Price channels are indicative of trend direction and basically there are two types of price trend channels.
- Bullish or Rising Channel
- Bearish or Falling Channel
Learn how to Trade Bullish Channels
With these types of channels price makes continuous higher highs and higher lows. The lower trend line of the channel acts as support whereas the higher trend line of the channel acts as resistance.
Trading the Bullish Channel:
- Longs are taken at channel support
- Stop loss is placed below the previous low(s)
- Target should be the next channel resistance
The image below shows an example of a bullish channel.

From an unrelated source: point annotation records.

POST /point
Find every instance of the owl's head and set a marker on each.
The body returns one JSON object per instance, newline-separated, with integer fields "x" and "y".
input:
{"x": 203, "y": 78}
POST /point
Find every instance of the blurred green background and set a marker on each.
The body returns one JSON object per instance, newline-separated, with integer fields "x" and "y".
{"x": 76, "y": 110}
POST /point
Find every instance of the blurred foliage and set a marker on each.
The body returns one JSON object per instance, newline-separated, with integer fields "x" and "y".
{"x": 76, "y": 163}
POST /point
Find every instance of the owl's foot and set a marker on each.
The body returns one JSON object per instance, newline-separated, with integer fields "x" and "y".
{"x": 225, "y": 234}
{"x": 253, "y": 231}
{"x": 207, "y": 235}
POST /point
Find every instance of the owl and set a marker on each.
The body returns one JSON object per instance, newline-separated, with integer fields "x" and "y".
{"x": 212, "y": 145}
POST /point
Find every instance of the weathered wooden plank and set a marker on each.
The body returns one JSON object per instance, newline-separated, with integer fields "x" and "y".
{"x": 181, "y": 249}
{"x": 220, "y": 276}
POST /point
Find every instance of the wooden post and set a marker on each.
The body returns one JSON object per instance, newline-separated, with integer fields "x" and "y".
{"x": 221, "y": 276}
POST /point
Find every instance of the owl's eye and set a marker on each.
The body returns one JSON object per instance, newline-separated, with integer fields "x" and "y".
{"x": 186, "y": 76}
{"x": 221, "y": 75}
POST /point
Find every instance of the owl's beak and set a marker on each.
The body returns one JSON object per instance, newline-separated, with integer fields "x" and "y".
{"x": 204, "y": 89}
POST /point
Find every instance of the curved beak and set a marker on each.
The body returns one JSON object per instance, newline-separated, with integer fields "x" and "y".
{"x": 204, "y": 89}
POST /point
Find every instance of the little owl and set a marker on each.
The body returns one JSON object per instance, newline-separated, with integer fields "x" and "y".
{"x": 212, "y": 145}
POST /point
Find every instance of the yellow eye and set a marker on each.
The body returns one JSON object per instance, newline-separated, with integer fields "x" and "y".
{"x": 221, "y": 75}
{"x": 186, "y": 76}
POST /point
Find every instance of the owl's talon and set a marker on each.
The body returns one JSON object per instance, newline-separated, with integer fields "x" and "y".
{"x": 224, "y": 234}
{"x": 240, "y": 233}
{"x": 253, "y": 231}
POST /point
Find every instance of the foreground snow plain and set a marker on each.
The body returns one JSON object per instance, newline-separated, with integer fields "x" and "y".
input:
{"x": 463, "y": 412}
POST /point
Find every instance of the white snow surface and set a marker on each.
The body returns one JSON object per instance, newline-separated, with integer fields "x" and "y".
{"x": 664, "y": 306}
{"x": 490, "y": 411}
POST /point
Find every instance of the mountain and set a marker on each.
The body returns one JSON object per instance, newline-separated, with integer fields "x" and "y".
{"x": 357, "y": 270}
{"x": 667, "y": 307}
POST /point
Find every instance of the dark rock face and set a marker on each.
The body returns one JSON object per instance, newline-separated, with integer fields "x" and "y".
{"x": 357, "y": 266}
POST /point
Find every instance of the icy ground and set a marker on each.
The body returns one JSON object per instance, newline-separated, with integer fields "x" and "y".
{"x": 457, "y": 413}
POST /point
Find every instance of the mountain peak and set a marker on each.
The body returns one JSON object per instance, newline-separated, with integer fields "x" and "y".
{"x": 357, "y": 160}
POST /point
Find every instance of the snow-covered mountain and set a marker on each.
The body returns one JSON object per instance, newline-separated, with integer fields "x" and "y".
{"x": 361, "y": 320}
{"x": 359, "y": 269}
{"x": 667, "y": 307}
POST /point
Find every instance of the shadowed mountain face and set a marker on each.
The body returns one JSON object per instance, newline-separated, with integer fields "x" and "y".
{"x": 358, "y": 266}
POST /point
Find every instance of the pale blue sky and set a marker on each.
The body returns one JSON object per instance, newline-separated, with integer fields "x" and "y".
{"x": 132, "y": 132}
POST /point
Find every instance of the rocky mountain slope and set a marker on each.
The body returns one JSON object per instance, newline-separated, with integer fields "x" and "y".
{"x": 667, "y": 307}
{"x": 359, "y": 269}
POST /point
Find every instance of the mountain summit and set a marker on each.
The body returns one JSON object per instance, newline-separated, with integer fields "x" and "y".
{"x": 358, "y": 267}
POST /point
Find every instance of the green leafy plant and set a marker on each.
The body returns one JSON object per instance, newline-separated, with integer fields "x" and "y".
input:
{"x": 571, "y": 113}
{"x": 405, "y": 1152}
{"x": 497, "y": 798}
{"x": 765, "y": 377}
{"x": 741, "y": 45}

Figure 1: bullish channel example
Learn how to Trade Bearish Channels
In a bearish/falling channel price makes lower lows and lower highs. The lower trend line of the channel acts as support and the higher trend line of the channel acts as resistance.
Trading the Bearish Channel:
- Shorts are taken at channel resistance
- Stop loss is placed at the previous high(s)
- Target should be the next channel support
The image below shows an example of a bearish channel.
Figure 2: bearish channel example
How can Channels Indicate Reversals?
Time frames and channels are an important tool for professional/experienced traders because a channel is not always able to provide support and resistance each time.
At one point price will break below the uptrend channel or above the downtrend channel. The break of the trend channel indicates the start of a reversal or consolidation. The USD/JPY daily chart below shows examples of channel break spots and reversals.
Figure 3: reversal example
Trend Channels and Invalidation Levels:
Sometimes price makes a channel with no false breaks but occasionally price breaks the structure as shown in the chart below. However, price actually did not reverse because the break turned out to be ‘false’.
The false break of the channel can happen. To cater this problem, a previous higher low (In case of bullish channel) should be seen as a point of invalidation and confirmation. If price breaks this level, then the channel is considered finished and completed but price fails to break the support level, then the channel is still active and alive.